Experimental Investigation on Off‐Design Performance of a Small‐Scale Two‐Stage Counter‐Rotating Impulse Turbine

Abstract

The high‐efficiency turbine design is of great importance for small‐scale power systems with a high expansion pressure ratio (EPR). A two‐stage counter‐rotating impulse turbine is optional, with the advantages of a high efficiency and a compact size. However, few experimental investigations were reported. The performance characteristics incorporating power output and turbine efficiency against operation parameters need to be revealed. In this study, the off‐design performance of a two‐stage counter‐rotating impulse turbine with a rated power of 1.5 kW is investigated experimentally. The internal flow is analyzed based on a 3D numerical simulation. First, a test rig is set up for the small‐scale Rankine cycle. The performances are estimated under various rotational speeds and mass flow rates. Then, a 3D CFD simulation is employed to investigate the internal flow inside the supersonic nozzle and the flow passages of the two rotors. The effect of the second counter‐rotating impeller is analyzed.

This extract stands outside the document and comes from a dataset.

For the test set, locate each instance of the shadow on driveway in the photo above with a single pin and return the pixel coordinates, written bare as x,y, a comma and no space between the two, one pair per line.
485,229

The results indicate that the mass flow rate increases almost linearly from 7.2 to 18.5 kg/hr as the inlet pressure rises from 200 to 540 kPa. The isentropic efficiency of the turbine increases as the EPR descends, and the superheated degree ascends and is correlated as a linear function of the reciprocal of EPR and superheated degree. The measured maximum efficiency is 0.574. When the turbine speed ascends, the power proportion of the first impeller increases while the second impeller declines. Because the increment of the impeller 1 is more prominent, the overall power output is enhanced. Meanwhile, the second impeller can improve the power output apparently under the off‐design conditions with a high EPR and a low rotational speed. The power proportion of the second stage reaches 32.59% when the EPR is 52.34 and the speed is 17,201 r/min. In this novel two‐stage counter‐rotating impulse turbine, the exit energy of the first rotor can be recovered effectively by the second rotor thanks to a compact structure because of no stator between the two rotors.